A Period Rant

It’s a Wednesday night at the library and I’m in the stall in the fully occupied bathroom, reaching gingerly into my bag for a pad. As I start to pull off the wrapper, I can hear the beginnings of that embarrassing plastic, crinkling sound. Suddenly, I stop. Why am I embarrassed? Fuck it, I think, and rip the pad off the wrapper with as much force and as loudly as possible.

For years, I’ve told people I was feeling “sick” or just had “a stomach ache” to get passed the conversation topic of my menstruation. I’ve forced myself to attend meetings, work, and class on days when, at any other time of the month, I would’ve called off—all because I felt embarrassed to admit that I was on my period. This has left me with a sense of guilt, like somehow—even though what was happening was natural and beyond my control—it was wrong, and that complaining about the sheer amount of pain was even worse. So, on days when the crippling pain of cramps and the overwhelming nausea sets in and a headache starts to form behind my eyes, I grin and bare it.

I have a complicated relationship with my period. Maybe all of us menstruating humans do. I will not pretend that my experience is just like everyone else’s. I am a cis-woman with fairly conservative parents, for one. How I interact with my period is individual, but in talking to friends of mine and reading articles, I have started to notice trends. There is a taboo surrounding periods that force us to hide, allows for poor education on the topic, and makes us look down on people who openly discuss menstruation. It reaffirms a severely damaging system, which can be equally damaging for Trans* men and non-binary individuals as it is for cis women. So often the limited conversations we do have seems to have a female-focus, when in reality, women are not the only ones with periods.

People with periods are made for feel that somehow periods are wrong. When we consider that we live in a country that also stigmatizes resources such as Planned Parenthood, and birth control at large, we start to realize how disturbing the pattern is. Maybe it is of no individual fault, but this is the system we live in: we are told to keep quiet about our periods, to feel embarrassed when buying a box of tampons at the store, and god-forbid you ever make a joke about it.

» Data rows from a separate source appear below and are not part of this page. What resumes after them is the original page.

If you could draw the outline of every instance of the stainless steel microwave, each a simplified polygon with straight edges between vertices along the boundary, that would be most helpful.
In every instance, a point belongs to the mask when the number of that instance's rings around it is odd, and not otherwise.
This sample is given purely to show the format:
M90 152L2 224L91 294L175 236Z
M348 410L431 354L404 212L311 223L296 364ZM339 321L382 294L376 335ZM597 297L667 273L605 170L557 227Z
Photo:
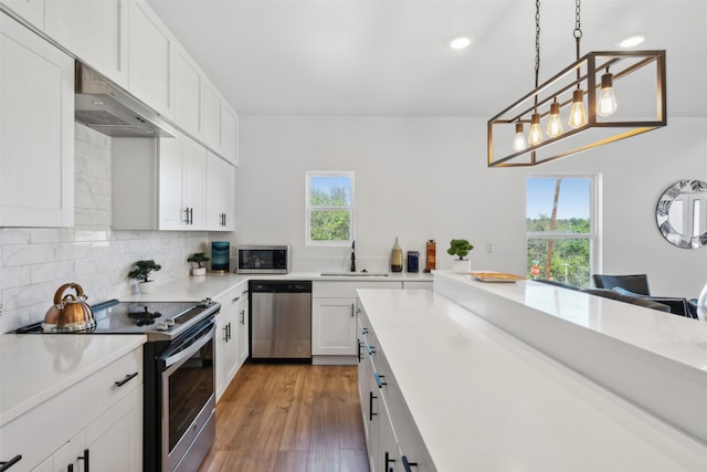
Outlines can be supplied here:
M286 274L292 261L289 245L240 245L239 273Z

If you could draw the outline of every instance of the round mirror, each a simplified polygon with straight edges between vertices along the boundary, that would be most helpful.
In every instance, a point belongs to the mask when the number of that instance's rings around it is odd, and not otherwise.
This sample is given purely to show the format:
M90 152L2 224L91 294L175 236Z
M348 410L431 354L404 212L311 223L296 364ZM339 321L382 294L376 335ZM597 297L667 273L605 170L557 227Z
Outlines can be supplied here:
M655 210L663 237L678 248L707 245L707 183L680 180L672 185Z

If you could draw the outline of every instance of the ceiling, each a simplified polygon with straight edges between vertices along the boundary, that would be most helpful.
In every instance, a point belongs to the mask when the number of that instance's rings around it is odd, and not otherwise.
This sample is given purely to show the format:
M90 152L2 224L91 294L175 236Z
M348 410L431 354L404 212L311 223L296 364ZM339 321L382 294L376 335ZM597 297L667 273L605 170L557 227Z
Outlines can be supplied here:
M534 87L531 0L148 0L240 115L488 118ZM581 53L667 51L668 116L707 116L707 0L584 0ZM540 7L540 82L574 1ZM452 39L474 40L462 51Z

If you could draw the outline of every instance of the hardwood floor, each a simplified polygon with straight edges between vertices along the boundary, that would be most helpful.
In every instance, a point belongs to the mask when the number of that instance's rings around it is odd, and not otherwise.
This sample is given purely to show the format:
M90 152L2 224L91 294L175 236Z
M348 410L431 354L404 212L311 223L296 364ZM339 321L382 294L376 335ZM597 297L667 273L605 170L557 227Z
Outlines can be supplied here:
M356 366L245 364L199 472L368 472Z

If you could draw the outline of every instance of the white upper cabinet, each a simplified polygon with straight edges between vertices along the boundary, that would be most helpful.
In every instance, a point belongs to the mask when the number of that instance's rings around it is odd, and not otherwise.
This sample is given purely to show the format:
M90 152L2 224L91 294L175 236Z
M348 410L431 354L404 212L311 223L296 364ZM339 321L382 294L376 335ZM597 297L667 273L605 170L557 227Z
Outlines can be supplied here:
M36 29L44 29L44 0L2 0L0 3L22 17Z
M130 1L128 90L159 114L173 118L175 39L144 1Z
M0 227L73 223L74 61L0 13Z
M207 230L233 231L235 167L208 151L207 181Z
M175 122L197 139L202 138L202 73L187 51L177 44L175 52Z
M82 62L127 87L128 4L122 0L48 0L44 31Z
M207 149L181 133L157 143L113 139L113 228L203 231Z
M159 229L205 228L207 150L180 135L159 140Z
M221 155L234 166L239 165L239 117L225 99L221 103Z
M239 118L213 84L204 80L202 87L203 141L234 166L238 159Z
M219 91L209 81L203 82L203 141L213 151L221 150L221 98Z

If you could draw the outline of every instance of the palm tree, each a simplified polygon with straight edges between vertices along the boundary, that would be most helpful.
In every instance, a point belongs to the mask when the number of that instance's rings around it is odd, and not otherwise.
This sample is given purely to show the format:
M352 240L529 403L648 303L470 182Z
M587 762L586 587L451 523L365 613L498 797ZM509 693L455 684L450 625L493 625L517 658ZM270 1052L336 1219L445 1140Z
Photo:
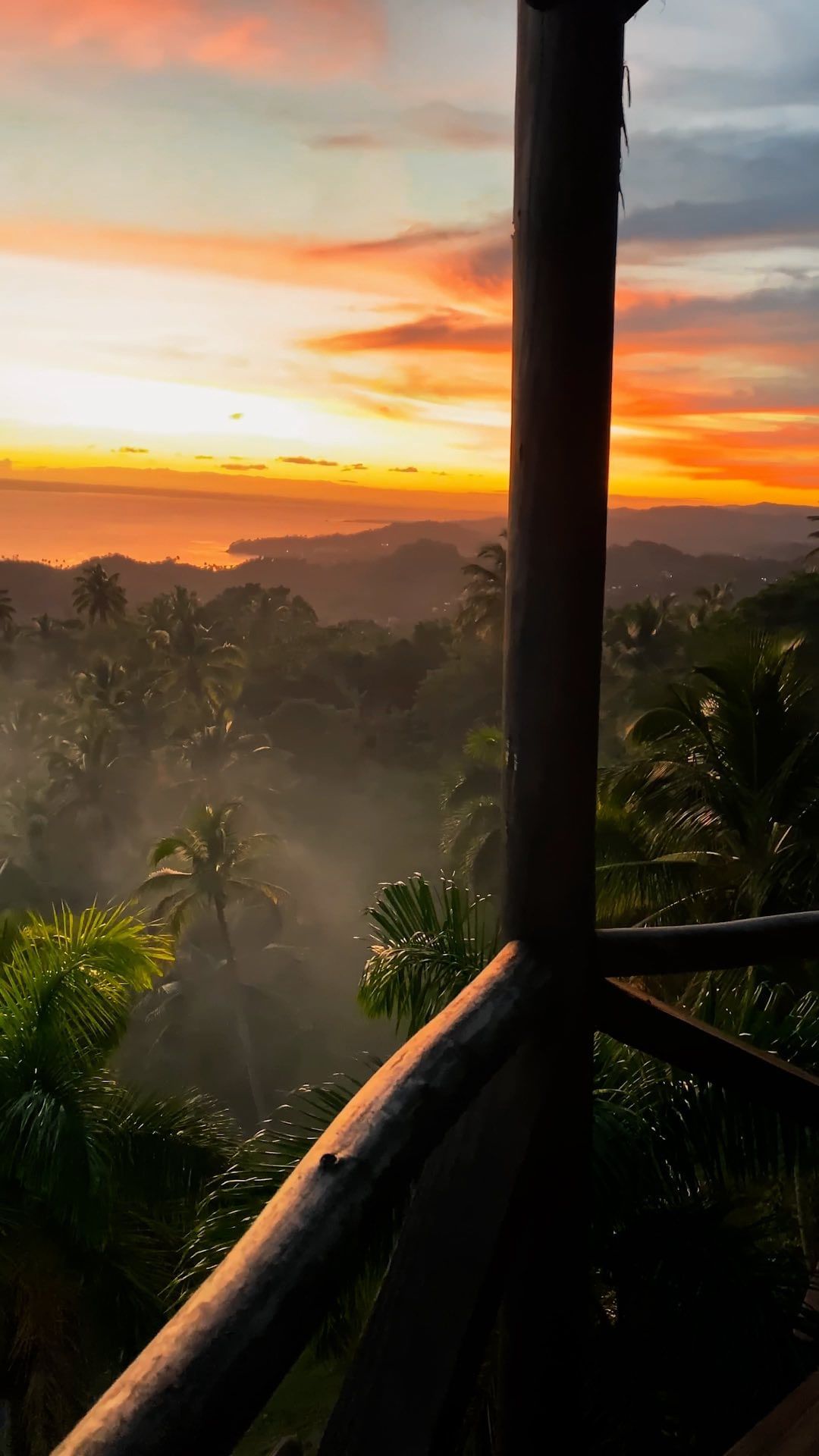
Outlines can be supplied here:
M723 585L716 581L713 587L698 587L694 596L697 604L688 614L691 629L704 626L733 606L733 581L726 581Z
M15 604L6 587L0 587L0 633L9 633L15 625Z
M214 642L195 620L178 622L166 649L157 687L189 697L203 713L239 696L245 657L232 642Z
M216 916L236 1034L255 1114L261 1121L265 1115L262 1082L245 1010L227 910L235 901L245 904L261 901L278 909L284 890L258 875L259 853L270 844L270 836L251 834L242 839L236 830L239 808L236 802L204 804L189 824L160 839L150 856L153 871L141 885L140 894L160 897L156 914L160 920L166 920L176 935L201 910L211 910Z
M682 642L676 597L644 597L606 612L603 652L622 671L647 671L665 665Z
M207 794L226 779L236 780L238 770L254 760L258 763L259 756L270 759L271 751L264 734L243 732L230 711L222 709L184 741L185 782L198 785Z
M500 642L506 603L506 546L503 537L481 546L478 561L463 566L466 585L462 594L458 626L461 632L487 642Z
M64 725L48 756L48 775L55 812L86 830L98 830L109 847L115 810L122 812L133 783L105 709L92 703L76 722Z
M659 852L698 856L678 911L756 916L819 903L816 686L799 642L751 635L672 683L615 775Z
M233 1147L201 1098L108 1070L171 945L122 910L0 933L0 1396L47 1456L160 1325L205 1182Z
M474 728L463 744L463 760L442 799L442 849L456 875L479 894L497 895L503 855L501 729Z
M71 593L74 609L89 622L117 622L125 616L125 593L119 585L119 572L106 572L101 561L83 566L77 574Z
M386 1016L407 1034L456 996L495 951L491 907L450 882L437 894L421 877L385 885L370 919L373 945L360 1000L369 1015ZM710 976L691 986L688 999L702 1019L819 1067L816 993L794 1005L771 986L748 994L737 981ZM358 1083L335 1079L302 1091L243 1144L203 1204L184 1262L184 1293L224 1257ZM592 1255L600 1372L595 1396L603 1436L595 1428L595 1408L592 1430L580 1437L584 1450L670 1456L724 1449L806 1373L810 1347L793 1332L806 1280L788 1211L797 1153L813 1166L815 1142L784 1136L775 1114L597 1035ZM785 1211L771 1217L771 1204ZM385 1210L377 1239L370 1233L351 1251L353 1278L344 1289L345 1318L334 1325L334 1353L348 1353L360 1334L401 1207L398 1201ZM659 1326L665 1338L657 1350ZM691 1348L708 1353L697 1389ZM490 1356L482 1405L474 1408L484 1427L491 1402Z
M93 702L99 708L121 708L128 697L128 668L109 657L98 657L90 667L77 673L74 692L80 702Z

I am in a place for privilege in many aspects of my life. The fact that I can even have this conversation is primarily built on my access to supplies. Many living in poverty, in the USA and around the world, do not have the means to get what they need each month.  What I propose is twofold: fight back against systems which affect us, and help others in less-privileged positions. Let us go forward, learn as much as we can, and tell it to everyone we know. If they think it’s gross, they’re probably the target audience.